It seems especially appropriate right now, while the 2018 Winter Olympic Games are underway in PyeongChang, to take a look back at one of the past Winter Olympics and make some comparisons. Last July, Tanya and Jay visited the site of the 1936 games in the German city of Garmisch-Partenkirchen.
The Olympic stadium is still there, as well the modernized ski jumping platforms. The area is still a winter playground and visitors can just imagine what the games must have been like in those years before the start of World War II. German Chancellor Adolf Hitler opened the games and there would not be a Winter Olympics for another 12 years until St. Moritz hosted them in 1948. Just as in the 1936 Summer Olympics held in Berlin later that year, the clear purpose of these games was to showcase the Nazi regime and its athletic and political superiority rather than today’s games which are more focused on unity and peace.
One of the highlights of the 1936 games included Sonja Henie of Norway winning her third consecutive Olympic gold medal in figure skating. Alpine skiing was introduced for the first time at these Olympics and the Olympic flame was lit for the first time at a winter games.
646 athletes from 28 countries competed in 17 events at the Garmisch Olympics. 80 of the athletes were women. In comparison, there are 2,952 athletes competing in 102 events in PeongChang. The athletes come from 92 countries. Over 45% of all the athletes competing are female and 108 of the 243 athletes on the US team are women.
As for medals, Norway cleaned up at these games, winning the gold medal in 7 of the 17 events and 15 medals overall. Three of Norway’s gold medals were won by one athlete, Ivar Ballangrud, who won three of the four speed-skating events. Ballangrud took the silver in the fourth event. Of the 11 teams winning medals, the US took 1 gold, in the 2-man bobsleigh, and 3 bronze, placing them 8th in the overall medal count.

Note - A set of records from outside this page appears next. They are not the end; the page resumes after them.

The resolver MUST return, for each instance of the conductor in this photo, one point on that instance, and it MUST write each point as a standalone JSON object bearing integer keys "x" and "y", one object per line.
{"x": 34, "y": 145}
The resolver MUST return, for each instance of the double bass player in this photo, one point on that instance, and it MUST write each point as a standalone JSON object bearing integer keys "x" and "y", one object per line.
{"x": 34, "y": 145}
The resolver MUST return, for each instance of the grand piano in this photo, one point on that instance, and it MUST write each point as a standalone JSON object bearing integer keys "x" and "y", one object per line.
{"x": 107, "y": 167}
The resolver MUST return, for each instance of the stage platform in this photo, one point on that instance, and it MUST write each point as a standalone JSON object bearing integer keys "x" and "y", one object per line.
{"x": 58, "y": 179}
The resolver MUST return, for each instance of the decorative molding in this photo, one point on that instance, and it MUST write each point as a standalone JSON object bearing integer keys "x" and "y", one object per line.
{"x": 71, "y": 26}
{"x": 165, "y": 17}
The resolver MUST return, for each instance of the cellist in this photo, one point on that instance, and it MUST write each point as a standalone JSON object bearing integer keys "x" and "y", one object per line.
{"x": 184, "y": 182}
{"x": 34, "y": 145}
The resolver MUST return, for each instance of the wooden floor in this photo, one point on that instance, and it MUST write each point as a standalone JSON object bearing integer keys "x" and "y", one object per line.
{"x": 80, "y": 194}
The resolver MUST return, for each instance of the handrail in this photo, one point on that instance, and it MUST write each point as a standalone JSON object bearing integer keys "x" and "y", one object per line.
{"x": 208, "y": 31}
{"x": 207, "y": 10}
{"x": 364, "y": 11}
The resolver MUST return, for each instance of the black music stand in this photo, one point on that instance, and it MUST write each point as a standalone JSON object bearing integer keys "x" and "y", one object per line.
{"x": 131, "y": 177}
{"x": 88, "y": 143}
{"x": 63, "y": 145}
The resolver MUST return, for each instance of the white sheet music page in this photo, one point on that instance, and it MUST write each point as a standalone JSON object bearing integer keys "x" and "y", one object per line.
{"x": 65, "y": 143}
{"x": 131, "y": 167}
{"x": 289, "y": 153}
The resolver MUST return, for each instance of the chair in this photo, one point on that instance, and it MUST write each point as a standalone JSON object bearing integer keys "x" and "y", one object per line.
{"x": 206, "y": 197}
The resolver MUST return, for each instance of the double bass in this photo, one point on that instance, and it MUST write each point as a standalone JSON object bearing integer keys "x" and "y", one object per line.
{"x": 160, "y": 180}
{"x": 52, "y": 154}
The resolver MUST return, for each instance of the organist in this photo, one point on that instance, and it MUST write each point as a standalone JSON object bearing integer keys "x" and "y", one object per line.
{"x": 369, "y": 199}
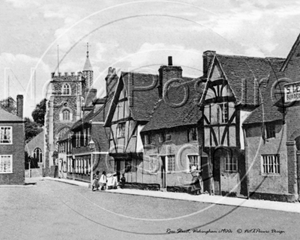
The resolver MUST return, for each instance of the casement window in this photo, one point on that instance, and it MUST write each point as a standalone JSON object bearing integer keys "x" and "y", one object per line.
{"x": 128, "y": 166}
{"x": 66, "y": 115}
{"x": 5, "y": 135}
{"x": 270, "y": 130}
{"x": 192, "y": 134}
{"x": 193, "y": 160}
{"x": 162, "y": 137}
{"x": 270, "y": 164}
{"x": 231, "y": 164}
{"x": 66, "y": 90}
{"x": 222, "y": 112}
{"x": 6, "y": 164}
{"x": 171, "y": 163}
{"x": 148, "y": 139}
{"x": 121, "y": 130}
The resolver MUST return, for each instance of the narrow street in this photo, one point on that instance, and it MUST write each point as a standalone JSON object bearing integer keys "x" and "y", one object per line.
{"x": 53, "y": 210}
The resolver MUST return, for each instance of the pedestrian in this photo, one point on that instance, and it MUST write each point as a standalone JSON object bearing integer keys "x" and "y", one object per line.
{"x": 103, "y": 180}
{"x": 96, "y": 178}
{"x": 122, "y": 181}
{"x": 196, "y": 180}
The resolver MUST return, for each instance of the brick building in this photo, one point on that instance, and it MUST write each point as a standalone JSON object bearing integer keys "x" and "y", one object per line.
{"x": 35, "y": 148}
{"x": 12, "y": 142}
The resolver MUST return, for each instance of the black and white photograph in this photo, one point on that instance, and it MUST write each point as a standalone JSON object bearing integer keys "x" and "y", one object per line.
{"x": 149, "y": 119}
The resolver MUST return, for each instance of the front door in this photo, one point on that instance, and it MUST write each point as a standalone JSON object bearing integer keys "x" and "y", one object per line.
{"x": 163, "y": 172}
{"x": 118, "y": 169}
{"x": 216, "y": 172}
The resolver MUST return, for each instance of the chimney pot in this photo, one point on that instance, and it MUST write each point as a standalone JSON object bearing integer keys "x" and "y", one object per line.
{"x": 20, "y": 106}
{"x": 170, "y": 62}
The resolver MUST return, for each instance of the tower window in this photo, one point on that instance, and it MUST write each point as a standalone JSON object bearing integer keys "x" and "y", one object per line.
{"x": 66, "y": 90}
{"x": 66, "y": 115}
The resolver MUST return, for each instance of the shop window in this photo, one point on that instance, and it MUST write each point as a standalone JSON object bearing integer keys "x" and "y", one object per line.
{"x": 193, "y": 162}
{"x": 5, "y": 135}
{"x": 270, "y": 164}
{"x": 171, "y": 163}
{"x": 6, "y": 164}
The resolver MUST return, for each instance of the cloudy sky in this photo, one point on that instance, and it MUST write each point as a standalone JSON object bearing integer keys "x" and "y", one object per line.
{"x": 133, "y": 35}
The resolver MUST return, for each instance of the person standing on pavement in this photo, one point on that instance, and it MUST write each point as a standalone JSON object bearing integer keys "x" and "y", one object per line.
{"x": 103, "y": 180}
{"x": 95, "y": 185}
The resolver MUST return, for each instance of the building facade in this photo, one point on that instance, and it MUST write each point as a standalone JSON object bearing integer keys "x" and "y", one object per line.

Of course, the 1936 winter games were much simpler than today’s Olympics. There was no man-made snow in Garmisch, no electronic time keeping, and no drones overseeing the venues. There were no curling events and no multi-million dollar advertising, television and sponsorship deals. There was however fireworks at the closing ceremonies. And, of course, there was the ominous presence of the Nazi party and the foreboding of what was to come. Despite the ever-present danger of North Korea, the PyeongChang games look pretty good in comparison.